K.: He was fresh-looking enough, he had a hardy look.

Mrs. K.: He was wearing a red cap and a little red cloth skirt.

K.: Just for the world like a Highlander.

Mrs. K.: He had a little short coat above that; it was checked and trousers under the skirt and long stockings all red. And as to his shoes, they were tanned, and you could hardly see the soles of them, the sole of his foot was like a baby's.

K.: The time I lost my sight, it was a Thursday evening, and I was walking through the fields. I went to bed that night, and when I rose up in the morning, the sight was gone. The boys said it was likely I had walked on one of their paths. Those small little paths you see through the fields are made by them.

They are very often in the quarries; they have great fun up there, and about Peacock Well. The Peacock Well was blessed by a saint, and another well near, that cures the headache.

I saw one time a big grey bird about the cow-house, and I went to a comrade-boy and asked him to come and to help me to catch it, but when we came back it was gone.

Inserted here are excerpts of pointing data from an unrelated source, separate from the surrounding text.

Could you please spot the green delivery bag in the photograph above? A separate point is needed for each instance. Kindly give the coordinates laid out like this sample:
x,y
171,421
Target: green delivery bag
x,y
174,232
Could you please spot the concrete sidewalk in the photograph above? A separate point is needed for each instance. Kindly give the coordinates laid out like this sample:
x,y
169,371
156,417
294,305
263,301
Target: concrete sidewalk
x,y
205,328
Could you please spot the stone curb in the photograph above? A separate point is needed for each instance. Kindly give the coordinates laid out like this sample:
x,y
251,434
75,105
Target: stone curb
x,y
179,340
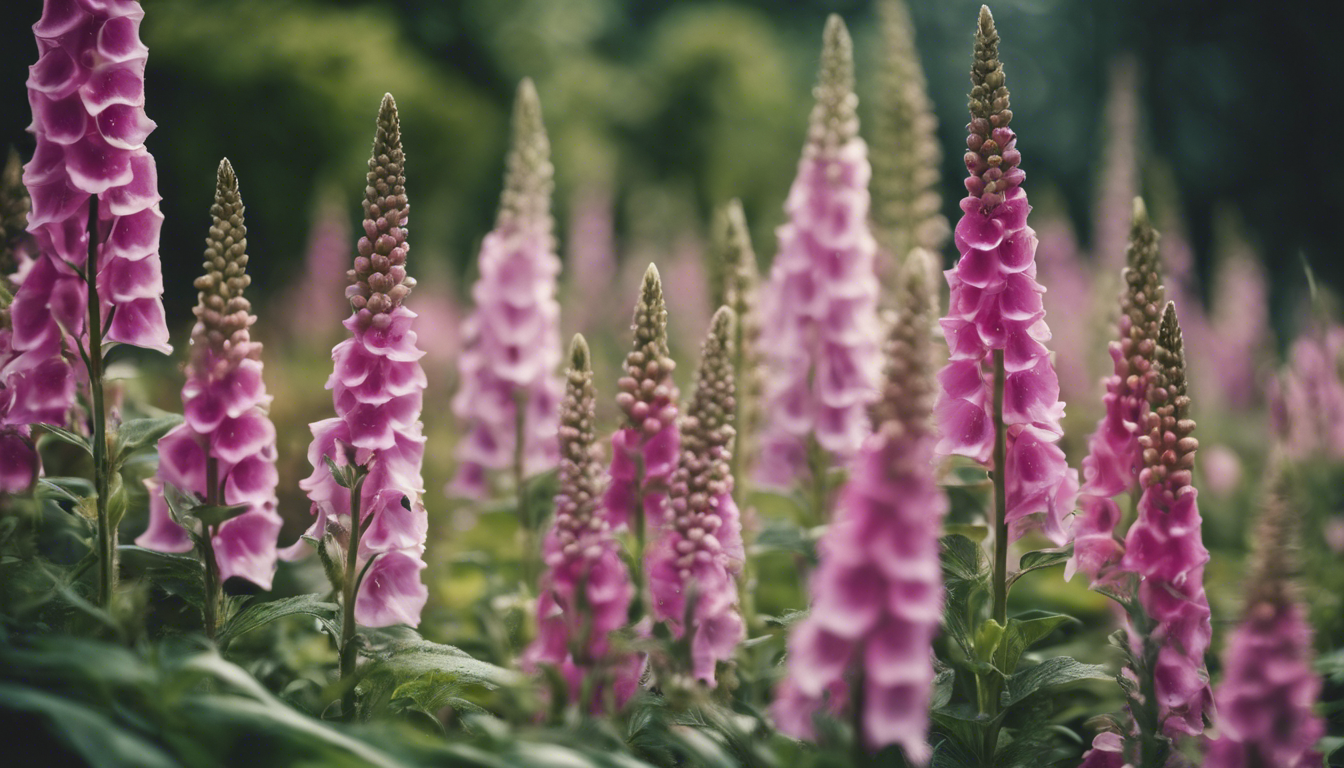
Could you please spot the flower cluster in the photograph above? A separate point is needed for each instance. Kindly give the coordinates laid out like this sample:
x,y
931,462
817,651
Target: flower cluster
x,y
1114,456
1164,546
820,324
692,566
586,589
645,449
996,312
225,451
512,338
1268,690
378,388
876,597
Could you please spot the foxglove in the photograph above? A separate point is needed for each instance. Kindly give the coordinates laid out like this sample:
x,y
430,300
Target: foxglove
x,y
508,369
88,97
996,323
1268,690
1164,546
225,451
876,597
1114,456
378,388
819,307
645,448
586,589
694,562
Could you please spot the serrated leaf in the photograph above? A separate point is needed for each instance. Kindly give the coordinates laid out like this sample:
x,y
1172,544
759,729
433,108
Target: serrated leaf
x,y
1040,558
141,433
1023,632
261,613
66,436
1051,673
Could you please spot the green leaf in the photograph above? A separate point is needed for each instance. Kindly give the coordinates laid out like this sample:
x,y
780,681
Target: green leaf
x,y
66,436
1023,632
140,433
1040,558
261,613
1051,673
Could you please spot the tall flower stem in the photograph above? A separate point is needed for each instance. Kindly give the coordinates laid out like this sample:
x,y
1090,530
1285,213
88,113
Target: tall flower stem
x,y
101,463
354,574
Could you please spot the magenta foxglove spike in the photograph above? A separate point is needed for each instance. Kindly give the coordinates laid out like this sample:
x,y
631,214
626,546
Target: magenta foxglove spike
x,y
698,556
86,93
1164,546
876,596
586,591
1269,686
378,388
996,312
645,449
225,404
512,338
820,324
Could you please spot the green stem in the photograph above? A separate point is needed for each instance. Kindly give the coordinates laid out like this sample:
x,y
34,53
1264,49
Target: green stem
x,y
348,650
1000,573
101,464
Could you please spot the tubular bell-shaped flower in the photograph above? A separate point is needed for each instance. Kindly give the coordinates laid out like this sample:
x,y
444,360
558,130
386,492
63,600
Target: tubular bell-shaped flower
x,y
226,437
1164,546
820,324
586,589
645,449
692,566
378,388
512,336
88,97
905,151
996,318
1114,456
876,597
1268,690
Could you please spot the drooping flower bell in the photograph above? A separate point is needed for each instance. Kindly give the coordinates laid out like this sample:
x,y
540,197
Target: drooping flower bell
x,y
876,596
378,388
512,338
1268,690
1114,455
694,562
820,327
645,449
1164,546
996,322
586,591
86,93
227,439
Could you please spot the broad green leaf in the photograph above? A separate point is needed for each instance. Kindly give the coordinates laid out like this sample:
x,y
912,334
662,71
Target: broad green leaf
x,y
1023,632
1051,673
140,433
66,436
261,613
1040,558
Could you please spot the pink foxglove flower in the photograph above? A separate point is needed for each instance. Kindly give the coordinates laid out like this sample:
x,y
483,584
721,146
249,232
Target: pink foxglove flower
x,y
820,324
876,597
508,369
88,97
696,557
586,589
378,389
1268,690
996,320
645,449
1114,456
226,437
1164,546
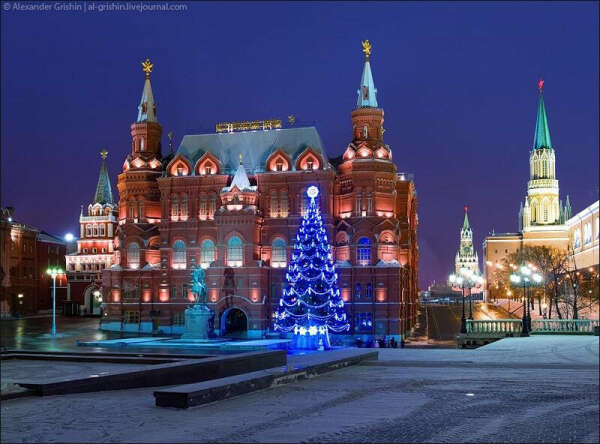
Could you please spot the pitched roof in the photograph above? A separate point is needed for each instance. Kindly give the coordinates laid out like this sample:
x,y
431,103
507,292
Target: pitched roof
x,y
254,146
147,108
541,138
103,190
367,93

It was very strange-looking and I thought that it had a head like a man.

Old Manning:

I never saw them except what I told you, the dog fighting, and I heard the horses, and at that same time I saw smoke coming out of the ground near Foley's house at Corker, by the gate.

My mother lived for twenty years in Coole, and she often told me that when she'd pass Shanwalla hill there would people come out and meet her and—with respects to you—they'd spit in her face.